[MD] Morality and Prudence
Matt Kundert
pirsigaffliction at hotmail.com
Wed Aug 24 18:00:13 PDT 2011
Hey Steve,
Steve said earlier:
What people usually mean by the word "morality" includes the
capacity to empathize, but in the MOQ, morality goes all the way
down. Rocks and trees and atoms are moral beings. Rather than
empathy being "the basic foundation for morality," in the MOQ
morality is the basic foundation for everything (which includes
empathy). It seems that you've made an argument _against_ the
MOQ as the best way to think about morality.
Nevertheless, empathy is what I want people to think of with regard
to moral talk rather than divine command or Natural Law. If you
think it has an important place in the MOQ (if there actually is no
contradiction with the MOQ in what you said above), it seems to me
this is an area that needs some work since it is not something that I
recall Pirsig writing about and since it does not divide neatly into the
MOQ levels to talk about moral progress as expansion of the capacity
to empathize with wider and wider circles of concern. In the modern
liberal conception, morality is about better taking into account the
needs of more and more people. In the MOQ as I understand it, that
is not what morality _is_ it is just one goal that certain people have
that either does or does not contribute to evolution of static patterns
toward dynamic quality.
Matt:
Picking up this thought about there being a "basic foundation for
morality" and its compatibility with the MoQ, what's interesting is
how the section on care at the beginning of ZMM intercedes: Pirsig
says there that care is the flipside of Quality. If one accepts for the
moment a prima facie integration of that passage with the MoQ,
then it suggests that perhaps "foundation" is the wrong way to
formulate the relationship, but that Quality and care/empathy are
essentially related in some fashion. And if we take this to be the
case, then like Pirsig's staging of capitalism as the economic
expression of DQ-allowance within a static pattern, then the MoQ
seems to house within itself the near-perfect representation of
modern sentimental liberalism. We don't need to fall down to a
"soup of sentiments," but Pirsig's MoQ would then seem designed to
exactly coincide with liberalism, rather than calling it "just one goal."

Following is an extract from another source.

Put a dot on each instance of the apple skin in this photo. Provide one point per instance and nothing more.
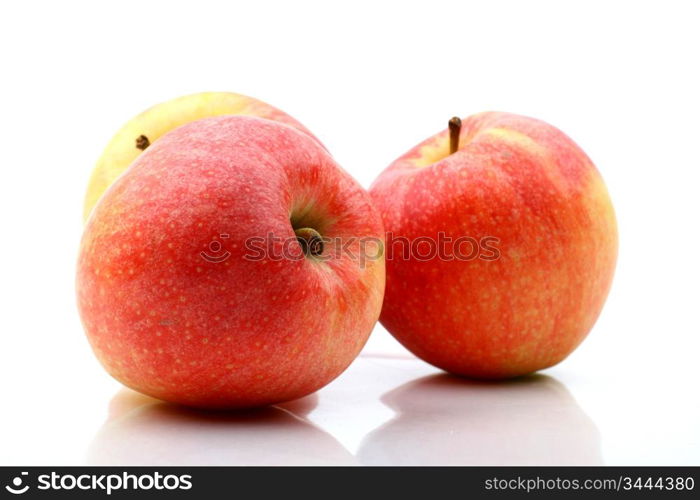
(240, 332)
(122, 149)
(526, 183)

The MoQ, in this regard (and I think this might be the right way to
regard it), would be like T. H. Green's metaphysics, or Dewey's,
(maybe Hegel's), and certainly Benedetto's metaphysical philosophy
of history, History as the Story of Liberty. These metaphysics were
_designed_ to be compatible with the basic ideas of liberalism,
because though their creators were professors of philosophy, they
took liberalism to be the most important thing going on in their lives.
Put that last way, this might not be the case for Pirsig. More was
going on in the 60s as a reaction to stale liberal attitudes, and so
Pirsig's relationship is not simple on this score. But the core seems
to be soundly in the direction.
As has so often in the past been commented upon, DQ seems
interchangeable at times with Quality. This may cause a few
metaphysical or epistemological conundrums. However, say we take
advantage of that. And say we take Steve's rough definition of
liberalism, which is the politico-moral philosophy of empathy, as
"better taking into account the needs of more and more people."

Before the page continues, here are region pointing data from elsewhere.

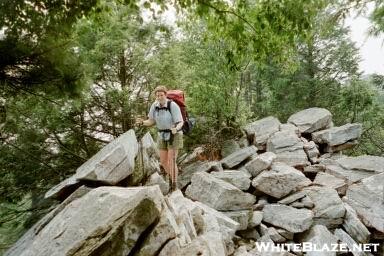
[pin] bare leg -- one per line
(164, 161)
(172, 156)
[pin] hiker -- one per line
(170, 136)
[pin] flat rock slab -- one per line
(338, 135)
(320, 237)
(188, 171)
(260, 163)
(112, 164)
(218, 194)
(105, 221)
(239, 156)
(260, 130)
(237, 178)
(328, 207)
(280, 180)
(367, 199)
(287, 217)
(354, 226)
(311, 119)
(366, 163)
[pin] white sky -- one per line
(371, 48)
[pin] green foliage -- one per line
(237, 61)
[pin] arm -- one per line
(148, 122)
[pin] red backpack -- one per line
(178, 97)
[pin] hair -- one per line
(161, 88)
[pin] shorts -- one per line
(175, 143)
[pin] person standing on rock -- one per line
(170, 137)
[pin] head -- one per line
(161, 94)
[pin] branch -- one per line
(230, 12)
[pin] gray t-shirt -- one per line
(163, 118)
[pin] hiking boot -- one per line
(170, 183)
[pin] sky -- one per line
(371, 48)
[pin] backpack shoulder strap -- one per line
(169, 105)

Perhaps, then, we might reformulate Pirsig's formula for his
philosophy of history from
"All life is a migration of static patterns of quality toward Dynamic
Quality"
to
"All life is a migration toward a better taking into account of the
needs of more and more static patterns."
I think that grafts pretty well. And notice, like care being the flipside
of Quality, the chiamus between the first and second formula.